Our current data show that NADH exerts strong antioxidant activities. The restoration of these defense barriers by NADH is believed to explain its beneficial effects in our CSE model of COPD. This hypothesis is supported by the marked reduction in key biomarkers of oxidative stress in the lungs of NADH-treated CSE-exposed animals, such as MDA, the end-product of lipid peroxidation. The mechanisms by which NADH supplementation prevented the loss of antioxidant pathways have not clearly been defined but could be related to the mono-ADP-ribosyltransferases, sirtuins, and PPAR-γ co-activator1α (SIRT/PGC-1α) pathways. Indeed, SIRT1 has been shown to exert several beneficial effects, including promoting mitochondrial biogenesis, preventing cell apoptosis, and restoring metabolic balance [50]. Interestingly, dexamethasone, used as our anti-inflammatory control drug, failed to reverse the loss of catalase and GPX, showing the superior clinical potential of NADH in our model (Figure 4).

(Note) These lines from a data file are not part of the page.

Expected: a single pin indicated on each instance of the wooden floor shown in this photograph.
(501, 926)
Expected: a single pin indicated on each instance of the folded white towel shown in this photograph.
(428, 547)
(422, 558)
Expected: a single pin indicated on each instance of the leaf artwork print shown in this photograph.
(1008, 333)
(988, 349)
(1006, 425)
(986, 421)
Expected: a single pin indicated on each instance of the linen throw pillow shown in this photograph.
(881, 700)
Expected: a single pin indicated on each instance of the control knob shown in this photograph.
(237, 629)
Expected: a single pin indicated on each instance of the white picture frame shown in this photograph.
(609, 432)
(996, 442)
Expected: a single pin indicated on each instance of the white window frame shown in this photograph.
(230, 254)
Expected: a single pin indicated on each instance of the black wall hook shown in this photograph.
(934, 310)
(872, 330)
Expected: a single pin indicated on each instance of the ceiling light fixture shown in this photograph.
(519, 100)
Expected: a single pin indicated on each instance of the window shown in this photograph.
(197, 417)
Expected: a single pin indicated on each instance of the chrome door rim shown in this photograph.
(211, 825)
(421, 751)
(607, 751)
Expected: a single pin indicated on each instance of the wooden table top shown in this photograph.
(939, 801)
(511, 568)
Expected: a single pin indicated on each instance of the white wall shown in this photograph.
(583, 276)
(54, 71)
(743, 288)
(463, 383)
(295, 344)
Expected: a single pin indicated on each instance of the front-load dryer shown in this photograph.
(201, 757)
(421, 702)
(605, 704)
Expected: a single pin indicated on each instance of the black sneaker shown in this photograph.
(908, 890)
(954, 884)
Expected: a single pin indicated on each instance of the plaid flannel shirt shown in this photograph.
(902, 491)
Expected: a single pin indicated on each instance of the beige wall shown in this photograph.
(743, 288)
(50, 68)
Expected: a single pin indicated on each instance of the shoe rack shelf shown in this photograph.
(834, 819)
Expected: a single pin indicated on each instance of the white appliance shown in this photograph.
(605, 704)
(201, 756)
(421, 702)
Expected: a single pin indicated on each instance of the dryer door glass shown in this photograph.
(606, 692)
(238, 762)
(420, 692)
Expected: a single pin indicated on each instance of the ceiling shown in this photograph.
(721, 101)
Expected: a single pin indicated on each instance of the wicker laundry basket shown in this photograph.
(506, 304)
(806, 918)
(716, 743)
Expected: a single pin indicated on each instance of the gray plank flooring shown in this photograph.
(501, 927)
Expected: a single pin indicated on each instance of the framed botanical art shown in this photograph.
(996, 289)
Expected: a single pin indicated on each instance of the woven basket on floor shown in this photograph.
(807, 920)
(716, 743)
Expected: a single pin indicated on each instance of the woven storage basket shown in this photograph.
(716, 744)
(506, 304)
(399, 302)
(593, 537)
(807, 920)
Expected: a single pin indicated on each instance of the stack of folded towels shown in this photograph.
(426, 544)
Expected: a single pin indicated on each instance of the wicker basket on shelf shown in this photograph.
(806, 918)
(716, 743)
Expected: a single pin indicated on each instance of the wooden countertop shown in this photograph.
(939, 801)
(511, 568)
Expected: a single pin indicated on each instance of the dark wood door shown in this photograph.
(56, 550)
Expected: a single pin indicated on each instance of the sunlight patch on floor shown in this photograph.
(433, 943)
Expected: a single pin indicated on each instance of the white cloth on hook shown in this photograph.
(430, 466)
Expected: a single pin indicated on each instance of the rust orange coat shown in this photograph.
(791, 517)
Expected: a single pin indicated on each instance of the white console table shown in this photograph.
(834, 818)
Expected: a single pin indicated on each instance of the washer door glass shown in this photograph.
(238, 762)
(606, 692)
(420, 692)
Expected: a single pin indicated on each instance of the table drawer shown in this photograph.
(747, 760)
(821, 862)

We believe that NADH supplementation may impact inflammation and associated lung injury by preventing CSE-induced mitochondrial dysfunction reported as an important source of ROS and proinflammatory factors in COPD, such as TNFα/IL-1β, which led to the recruitment of neutrophils [51]. Several lines of evidence from our report support this assumption. First, NADH blunted the expression of oxidative stress markers and markedly reduced the increased levels of TNF-α, IFN-γ, and IL-17 in the lungs of CSE-exposed mice. TNF-α and IFN-γ, which are predominantly produced by activated macrophages and lymphocytes, can trigger the release of CXCL10, a chemokine attracting monocytes, neutrophils, and T-cells, notably Th1 cells, thereby contributing to pulmonary emphysema [48]. In addition, all of these cytokines are involved in COPD pathogenesis via their contributions to both lung structural abnormalities and the recruitment/activation of inflammatory cells [49]. For example, a recent systemic review and meta-analysis study conducted with n = 2268 patients confirmed a critical role of IL-17 in driving neutrophilic inflammation and exacerbation in COPD [52]. It is not surprising to see that reducing lung levels of IL-17 by NADH was associated with a parallel decrease in lung MPO activity, an heme-containing peroxidase mainly expressed neutrophils [53]. Although we did not measure the neutrophil count in the lungs, we saw a complete drop in the total number of granulocytes recruited by CSE in the blood via NADH treatment. This again suggests that NADH therapy is a strong modulator of neutrophilic inflammation in lungs exposed to cigarette smoke. Other investigations encompassing both animal and clinical studies have emphasized the role of IL-17, primarily originating from CD4+ Th17 cells, in regulating the recruitment of macrophages and neutrophils, as well as modulating chemokine activity. Moreover, IL-17 has been closely associated with the development and progression of COPD [3,52].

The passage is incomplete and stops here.